Luís Villares se marcha desencantado y apenado «por non ter cumprido coas promesas feitas no 2016»
19 feb 2020 . Actualizado a las 20:11 h.Cuando en agosto del 2016, Xosé Manuel Beiras, Martiño Noriega, Antón Sánchez y Xulio Ferreiro, animados y apoyados por el motor de Podemos vieron la posibilidad de asaltar la Xunta llevando a las autonómicas el proyecto misceláneo de izquierdas que tan buen resultado les había dado en las municipales y en las generales, se encontraron con que no tenían candidato, con sus principales activos ocupados ya como alcaldes o diputados. Y fueron a Lugo a buscar a un magistrado bajito y sonriente que ya en sus tiempos de universitario en Santiago se movía en la izquierda nacionalista y que formaba parte de la asociación progresista Jueces para la Democracia e Irmandade Xurídica Galega.
A Luís Villares Naveira (Lugo, 1978) la llamada de Beiras le entusiasmó. Era uno de sus referentes, y Martiño Noriega, un viejo colega de asambleas de estudiantes y movilizaciones en las calles de Santiago. No lo dudó, colgó la toga y aceptó ser candidato a la Xunta de Galicia por En Marea. «Recibín unha chamada e ala fun, non tardei en decatarme de que a chamada tiña trampa».
Ahora reconoce que las cosas se torcieron ya desde el primer día, y que se sentía como una marioneta vapuleada por unos y por otros dependiendo de intereses partidistas y estrategias electorales que cada partido diseñaba por su cuenta, como una banda de jazz desentonada. «Querían un home de palla e eu non estaba disposto a iso», confesó más de una vez. Algunos le pusieron la cruz desde el primer día y no se la quitaron nunca. Incluso hoy, cuando tras anunciar su marcha, lo siguen culpando del fracaso de un proyecto que dilapidó su potencial en luchas internas.

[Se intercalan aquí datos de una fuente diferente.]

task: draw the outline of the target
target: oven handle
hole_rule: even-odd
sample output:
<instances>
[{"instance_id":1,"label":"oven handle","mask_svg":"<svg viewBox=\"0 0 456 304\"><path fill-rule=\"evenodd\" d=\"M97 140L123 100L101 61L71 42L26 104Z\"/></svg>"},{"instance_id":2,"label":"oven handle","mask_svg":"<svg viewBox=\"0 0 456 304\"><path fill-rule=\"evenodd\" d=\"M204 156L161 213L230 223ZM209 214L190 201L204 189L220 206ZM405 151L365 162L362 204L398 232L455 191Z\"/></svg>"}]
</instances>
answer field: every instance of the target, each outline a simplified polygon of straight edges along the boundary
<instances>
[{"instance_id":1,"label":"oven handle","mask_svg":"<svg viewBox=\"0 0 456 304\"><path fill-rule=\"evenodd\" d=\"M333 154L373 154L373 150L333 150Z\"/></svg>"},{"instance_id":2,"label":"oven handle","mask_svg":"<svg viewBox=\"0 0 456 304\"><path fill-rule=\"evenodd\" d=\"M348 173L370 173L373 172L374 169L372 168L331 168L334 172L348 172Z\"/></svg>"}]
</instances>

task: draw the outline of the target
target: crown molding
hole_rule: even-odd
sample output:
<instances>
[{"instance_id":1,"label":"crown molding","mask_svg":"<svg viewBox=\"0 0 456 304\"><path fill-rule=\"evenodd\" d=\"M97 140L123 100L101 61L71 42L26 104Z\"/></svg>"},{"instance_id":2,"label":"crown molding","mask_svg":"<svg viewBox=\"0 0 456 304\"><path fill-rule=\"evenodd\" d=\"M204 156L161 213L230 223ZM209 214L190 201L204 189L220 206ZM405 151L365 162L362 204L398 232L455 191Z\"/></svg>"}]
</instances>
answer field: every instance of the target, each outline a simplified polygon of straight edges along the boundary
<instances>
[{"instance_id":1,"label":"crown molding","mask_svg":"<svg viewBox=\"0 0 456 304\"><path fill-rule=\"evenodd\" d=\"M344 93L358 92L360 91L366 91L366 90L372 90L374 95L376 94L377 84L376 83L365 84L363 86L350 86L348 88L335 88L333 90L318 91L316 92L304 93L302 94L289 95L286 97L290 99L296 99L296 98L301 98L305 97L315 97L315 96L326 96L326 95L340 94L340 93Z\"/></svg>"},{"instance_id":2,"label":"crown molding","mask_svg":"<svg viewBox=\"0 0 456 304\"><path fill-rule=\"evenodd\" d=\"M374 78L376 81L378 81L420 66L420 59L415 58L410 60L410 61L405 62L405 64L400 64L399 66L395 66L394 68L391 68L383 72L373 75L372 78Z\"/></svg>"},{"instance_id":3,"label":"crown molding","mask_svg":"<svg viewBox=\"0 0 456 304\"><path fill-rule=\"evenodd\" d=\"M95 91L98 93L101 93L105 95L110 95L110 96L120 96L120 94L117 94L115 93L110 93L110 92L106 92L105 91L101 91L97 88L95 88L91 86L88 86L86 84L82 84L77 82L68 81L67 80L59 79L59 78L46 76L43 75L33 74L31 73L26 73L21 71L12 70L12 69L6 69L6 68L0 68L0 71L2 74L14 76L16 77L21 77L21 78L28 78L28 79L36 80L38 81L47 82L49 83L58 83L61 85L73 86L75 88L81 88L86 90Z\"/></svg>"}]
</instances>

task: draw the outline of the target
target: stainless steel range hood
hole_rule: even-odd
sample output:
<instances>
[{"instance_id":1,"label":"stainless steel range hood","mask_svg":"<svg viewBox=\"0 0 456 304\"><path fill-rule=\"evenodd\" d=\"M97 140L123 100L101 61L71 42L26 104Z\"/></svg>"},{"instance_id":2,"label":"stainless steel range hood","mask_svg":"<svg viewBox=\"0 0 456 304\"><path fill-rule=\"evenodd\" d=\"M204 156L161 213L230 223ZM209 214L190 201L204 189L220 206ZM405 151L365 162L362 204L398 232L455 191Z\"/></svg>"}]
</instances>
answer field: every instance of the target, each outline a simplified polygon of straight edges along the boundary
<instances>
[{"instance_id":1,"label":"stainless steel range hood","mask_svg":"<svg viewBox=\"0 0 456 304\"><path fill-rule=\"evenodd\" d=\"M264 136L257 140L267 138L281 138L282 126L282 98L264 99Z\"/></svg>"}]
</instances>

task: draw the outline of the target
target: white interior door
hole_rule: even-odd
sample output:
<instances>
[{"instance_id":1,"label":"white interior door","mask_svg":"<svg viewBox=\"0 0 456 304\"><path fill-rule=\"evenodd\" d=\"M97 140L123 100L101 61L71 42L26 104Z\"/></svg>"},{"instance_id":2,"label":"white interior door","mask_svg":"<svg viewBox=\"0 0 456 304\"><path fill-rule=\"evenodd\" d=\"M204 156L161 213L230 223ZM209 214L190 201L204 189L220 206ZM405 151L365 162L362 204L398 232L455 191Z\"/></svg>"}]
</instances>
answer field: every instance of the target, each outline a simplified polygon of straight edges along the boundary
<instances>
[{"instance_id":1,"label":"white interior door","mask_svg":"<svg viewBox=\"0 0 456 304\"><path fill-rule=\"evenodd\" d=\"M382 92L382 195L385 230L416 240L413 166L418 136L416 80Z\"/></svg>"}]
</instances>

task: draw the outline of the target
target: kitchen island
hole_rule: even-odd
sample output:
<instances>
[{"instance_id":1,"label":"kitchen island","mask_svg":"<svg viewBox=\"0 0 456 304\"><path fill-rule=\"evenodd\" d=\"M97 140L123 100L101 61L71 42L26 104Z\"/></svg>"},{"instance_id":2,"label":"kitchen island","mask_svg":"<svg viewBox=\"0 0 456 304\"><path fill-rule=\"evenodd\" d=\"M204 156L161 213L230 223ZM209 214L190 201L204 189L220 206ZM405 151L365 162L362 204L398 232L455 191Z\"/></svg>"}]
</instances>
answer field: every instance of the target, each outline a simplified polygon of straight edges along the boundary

En Marea consiguió 271.418 votos, quedó como primera fuerza de la oposición y el proyecto de «unidade popular», sin estructura ni cuadros políticos, tuvo que improvisarlo todo mientras su portavoz atendía las recomendaciones de unos y las órdenes de otros, que le decían cómo debía hablar ante los medios de comunicación, si tenía que sonreír o no a la cámara o si era conveniente que se aprendiese la «neolinguaxe da xente do común». No paraba de quemar millas con el coche en largas semanas sin domingos ni comidas familiares, y un día, pidió un chófer. La noticia no tardó en ser filtrada a los medios de comunicación, y en ese momento, Villares entendió que su principal enemigo no era el PP ni la burocracia parlamentaria, sino que lo tenía en la casa común. «Ese día pensei por primeira vez en marchar para casa». Si quedaba algo por romper, llegaron los retrovisores de los coches que aparecieron estrellados en Santiago una noche en la que la diputada de En Marea Paula Quinteiro, afiliada a la corriente anticapitalista de Podemos, había salido con sus amigos. La sospecha de que el grupo tuviese algo que ver con la gamberrada, el enfrentamiento de la diputada con la Policía Local de Santiago y un vídeo que se filtró posteriormente en el que los jóvenes insultaban a Villares, fue la gota que colmó el vaso. Escenificando en público la ruptura del grupo, Villares pidió «por ética e por coherencia» la dimisión de la joven, contra la decisión tomada por los parlamentarios del llamado sector crítico. Reconoce que ese fue el peor momento, y el punto de inflexión. En Marea no tenía futuro.
Pero Luís Villares es terco, y siguió. Soportó desplantes e indirectas, perdió amistades y se reconoció desautorizado, en público y en privado, por quienes un día lo fueron a buscar a casa. Y sin embargo, resistió. «Pensaba que unha vez que adquires un compromiso coa cidadanía, as decisión xa non son persoais, tes unha responsabilidade e tes que estar aí». Y sobrevivió a la ruptura de En Marea, a la insignificancia de su organización y a los desplantes de sus antiguos compañeros.
Convocadas las elecciones autonómicas, En Marea se resistió a desaparecer, y Villares quemó el último cartucho pidiendo la unión de las fuerzas de izquierdas con el objetivo de derrotar al PP. Como nadie atendió la llamada ni respondió a su oferta, decidió colgar la toga de la política, no sin antes despotricar sobre las cúpulas de los partidos y el devenir de unas organizaciones que, a su entender, ponen a funcionar la maquinaria electoral «afastadas» de la ciudadanía a la que dicen servir.
Por primera vez en cuatro años, se le ve descamisado y hasta desmelenado.